Weil told attendees of a briefing on healthcare coverage in 2010, hosted by the Center for Health Improvement with support from the California HealthCare Foundation, that states should focus on eliminating administrative waste in areas such as paper processes and eligibility and enrollment systems.
According to Weil, the healthcare delivery and insurance systems are also inefficient.
“There is a tremendous opportunity for simplification” if they reduce the burden of paperwork and processes, he said. “If we reduce administrative waste, we liberate a lot of money for services.”
Weil said the core target needs to be in the clinical arena, where clinical waste exists in the form of patients who need care but are not getting it and patients getting care that they don’t need.

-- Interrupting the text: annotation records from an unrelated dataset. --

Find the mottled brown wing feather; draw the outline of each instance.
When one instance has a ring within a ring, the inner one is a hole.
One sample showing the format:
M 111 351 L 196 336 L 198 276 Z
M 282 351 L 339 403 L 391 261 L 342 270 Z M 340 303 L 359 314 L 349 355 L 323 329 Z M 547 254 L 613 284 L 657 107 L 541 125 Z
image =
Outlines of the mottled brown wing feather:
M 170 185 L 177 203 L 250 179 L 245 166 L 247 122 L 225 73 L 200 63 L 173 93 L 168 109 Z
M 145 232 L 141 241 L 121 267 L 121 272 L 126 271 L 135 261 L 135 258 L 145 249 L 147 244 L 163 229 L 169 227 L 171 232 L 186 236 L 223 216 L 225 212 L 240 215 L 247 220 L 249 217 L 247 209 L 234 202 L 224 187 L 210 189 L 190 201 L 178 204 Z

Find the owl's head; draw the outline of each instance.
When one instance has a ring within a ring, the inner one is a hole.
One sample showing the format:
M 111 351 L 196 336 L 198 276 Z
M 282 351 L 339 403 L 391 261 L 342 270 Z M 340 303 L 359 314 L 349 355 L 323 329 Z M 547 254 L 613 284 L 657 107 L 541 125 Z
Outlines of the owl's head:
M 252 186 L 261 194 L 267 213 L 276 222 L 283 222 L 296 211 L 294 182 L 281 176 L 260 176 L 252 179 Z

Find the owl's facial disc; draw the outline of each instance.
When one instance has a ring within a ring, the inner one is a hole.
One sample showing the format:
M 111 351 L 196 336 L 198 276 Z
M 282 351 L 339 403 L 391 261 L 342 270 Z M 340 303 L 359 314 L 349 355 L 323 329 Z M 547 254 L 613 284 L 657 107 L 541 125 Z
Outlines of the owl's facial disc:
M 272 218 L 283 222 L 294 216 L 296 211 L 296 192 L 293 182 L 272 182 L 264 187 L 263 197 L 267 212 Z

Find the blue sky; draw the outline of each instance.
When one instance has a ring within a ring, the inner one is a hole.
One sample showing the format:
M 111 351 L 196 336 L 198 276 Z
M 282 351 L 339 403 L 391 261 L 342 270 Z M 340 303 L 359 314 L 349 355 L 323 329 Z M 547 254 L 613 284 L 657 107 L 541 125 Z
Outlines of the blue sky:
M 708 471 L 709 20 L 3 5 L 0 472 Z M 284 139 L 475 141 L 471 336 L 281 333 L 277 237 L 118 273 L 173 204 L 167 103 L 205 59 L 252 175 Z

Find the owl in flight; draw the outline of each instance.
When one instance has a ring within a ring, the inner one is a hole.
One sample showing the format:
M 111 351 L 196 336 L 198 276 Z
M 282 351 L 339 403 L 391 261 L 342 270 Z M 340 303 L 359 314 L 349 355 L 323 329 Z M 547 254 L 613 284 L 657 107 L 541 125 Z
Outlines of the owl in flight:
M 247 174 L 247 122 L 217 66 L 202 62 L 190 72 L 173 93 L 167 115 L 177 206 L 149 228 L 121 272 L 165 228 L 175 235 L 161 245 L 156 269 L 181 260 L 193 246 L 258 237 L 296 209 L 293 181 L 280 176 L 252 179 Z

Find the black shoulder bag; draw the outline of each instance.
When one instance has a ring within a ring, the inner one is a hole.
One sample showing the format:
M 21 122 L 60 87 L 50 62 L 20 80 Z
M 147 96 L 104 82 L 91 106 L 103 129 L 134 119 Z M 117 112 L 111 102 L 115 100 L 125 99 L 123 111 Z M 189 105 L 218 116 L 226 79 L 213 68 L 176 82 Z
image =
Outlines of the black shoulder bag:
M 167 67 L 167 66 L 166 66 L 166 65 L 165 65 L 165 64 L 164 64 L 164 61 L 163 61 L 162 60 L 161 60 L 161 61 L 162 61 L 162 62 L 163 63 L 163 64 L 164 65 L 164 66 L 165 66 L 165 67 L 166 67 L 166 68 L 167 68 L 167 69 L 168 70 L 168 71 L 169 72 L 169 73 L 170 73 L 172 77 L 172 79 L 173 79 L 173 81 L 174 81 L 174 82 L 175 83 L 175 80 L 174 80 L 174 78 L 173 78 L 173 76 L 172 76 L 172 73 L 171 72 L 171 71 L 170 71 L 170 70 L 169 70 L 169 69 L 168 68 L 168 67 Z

“This is the frontier of improving the healthcare system,” he said.
On the national level, the Centers for Medicare & Medicaid Services has established a list of “never events” for which it will not pay. Weil said the next frontier is targeting the “almost-never medical errors.” This, he said, requires benchmarks, risk and rate adjustment, sharing best practices and creating expectations, data infrastructure and multi-payer participation.

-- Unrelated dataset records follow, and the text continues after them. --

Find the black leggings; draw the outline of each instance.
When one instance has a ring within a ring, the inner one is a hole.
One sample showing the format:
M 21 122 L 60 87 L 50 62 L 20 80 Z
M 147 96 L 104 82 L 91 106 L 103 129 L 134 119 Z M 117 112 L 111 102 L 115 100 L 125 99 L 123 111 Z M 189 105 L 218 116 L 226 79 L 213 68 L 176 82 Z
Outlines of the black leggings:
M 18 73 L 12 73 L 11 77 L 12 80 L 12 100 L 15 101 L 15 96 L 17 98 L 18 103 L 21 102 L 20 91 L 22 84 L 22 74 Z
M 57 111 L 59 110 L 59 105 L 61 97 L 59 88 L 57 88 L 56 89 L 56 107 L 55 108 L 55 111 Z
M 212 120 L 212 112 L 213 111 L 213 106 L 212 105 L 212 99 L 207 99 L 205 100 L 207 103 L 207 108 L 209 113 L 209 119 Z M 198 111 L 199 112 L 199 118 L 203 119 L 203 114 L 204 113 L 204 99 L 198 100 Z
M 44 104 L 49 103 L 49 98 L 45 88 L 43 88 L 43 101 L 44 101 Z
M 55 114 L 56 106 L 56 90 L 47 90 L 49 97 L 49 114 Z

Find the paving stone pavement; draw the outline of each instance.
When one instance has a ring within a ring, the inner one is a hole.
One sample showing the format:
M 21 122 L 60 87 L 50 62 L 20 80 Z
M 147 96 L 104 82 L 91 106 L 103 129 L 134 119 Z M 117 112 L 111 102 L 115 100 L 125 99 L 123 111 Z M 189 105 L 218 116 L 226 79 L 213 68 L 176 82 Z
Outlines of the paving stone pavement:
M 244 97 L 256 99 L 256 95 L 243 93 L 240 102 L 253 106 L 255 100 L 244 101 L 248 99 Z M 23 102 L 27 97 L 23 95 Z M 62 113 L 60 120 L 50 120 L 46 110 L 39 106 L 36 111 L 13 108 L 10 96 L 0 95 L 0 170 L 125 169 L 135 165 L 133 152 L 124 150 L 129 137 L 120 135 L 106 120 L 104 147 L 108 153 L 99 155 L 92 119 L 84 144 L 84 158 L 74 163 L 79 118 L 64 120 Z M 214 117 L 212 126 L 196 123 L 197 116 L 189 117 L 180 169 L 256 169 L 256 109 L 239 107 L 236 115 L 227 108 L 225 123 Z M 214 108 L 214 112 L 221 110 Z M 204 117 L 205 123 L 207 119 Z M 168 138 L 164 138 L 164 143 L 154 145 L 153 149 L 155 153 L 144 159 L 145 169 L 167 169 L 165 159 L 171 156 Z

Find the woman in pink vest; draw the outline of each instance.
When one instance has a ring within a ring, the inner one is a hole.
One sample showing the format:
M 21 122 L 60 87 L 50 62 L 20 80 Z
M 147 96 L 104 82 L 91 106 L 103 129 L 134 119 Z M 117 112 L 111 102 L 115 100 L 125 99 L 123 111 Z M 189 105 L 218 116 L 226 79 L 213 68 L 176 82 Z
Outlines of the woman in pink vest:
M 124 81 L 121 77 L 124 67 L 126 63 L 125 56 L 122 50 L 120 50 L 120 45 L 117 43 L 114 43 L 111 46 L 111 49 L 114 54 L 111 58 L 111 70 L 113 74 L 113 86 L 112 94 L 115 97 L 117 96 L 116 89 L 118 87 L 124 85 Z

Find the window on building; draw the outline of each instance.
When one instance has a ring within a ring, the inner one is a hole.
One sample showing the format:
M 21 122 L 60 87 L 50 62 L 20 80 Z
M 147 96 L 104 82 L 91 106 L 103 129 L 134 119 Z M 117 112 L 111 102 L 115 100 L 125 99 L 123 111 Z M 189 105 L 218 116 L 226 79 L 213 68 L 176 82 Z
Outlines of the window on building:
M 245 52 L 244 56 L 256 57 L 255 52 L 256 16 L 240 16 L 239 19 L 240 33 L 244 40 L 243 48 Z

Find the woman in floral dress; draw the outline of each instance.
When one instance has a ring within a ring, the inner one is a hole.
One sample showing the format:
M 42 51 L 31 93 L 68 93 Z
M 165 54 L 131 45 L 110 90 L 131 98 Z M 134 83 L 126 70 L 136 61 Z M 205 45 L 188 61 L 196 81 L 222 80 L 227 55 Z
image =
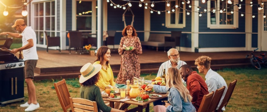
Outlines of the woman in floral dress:
M 136 31 L 133 27 L 126 27 L 123 30 L 122 34 L 124 36 L 121 39 L 118 50 L 119 54 L 121 56 L 121 69 L 116 82 L 118 84 L 125 84 L 126 80 L 129 80 L 133 84 L 134 77 L 140 76 L 138 55 L 142 53 L 142 47 Z M 133 49 L 126 50 L 125 46 L 133 46 Z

What’s promising in this area, he said, is that Medicare, which is not tailored to individual states, is engaged in patient-centered medical home demonstration projects.
“This is a new opening,” Weil said. “If states lead, the federal government will participate.”
“Efficiency is a great goal,” he said. It’s not easy to do, but he believes it’s worth fighting for.
While driving out inefficiency results in a lost revenue source for someone, it’s a more desirable choice than eliminating services because there’s no money or no will to tax to pay for them, Weil said.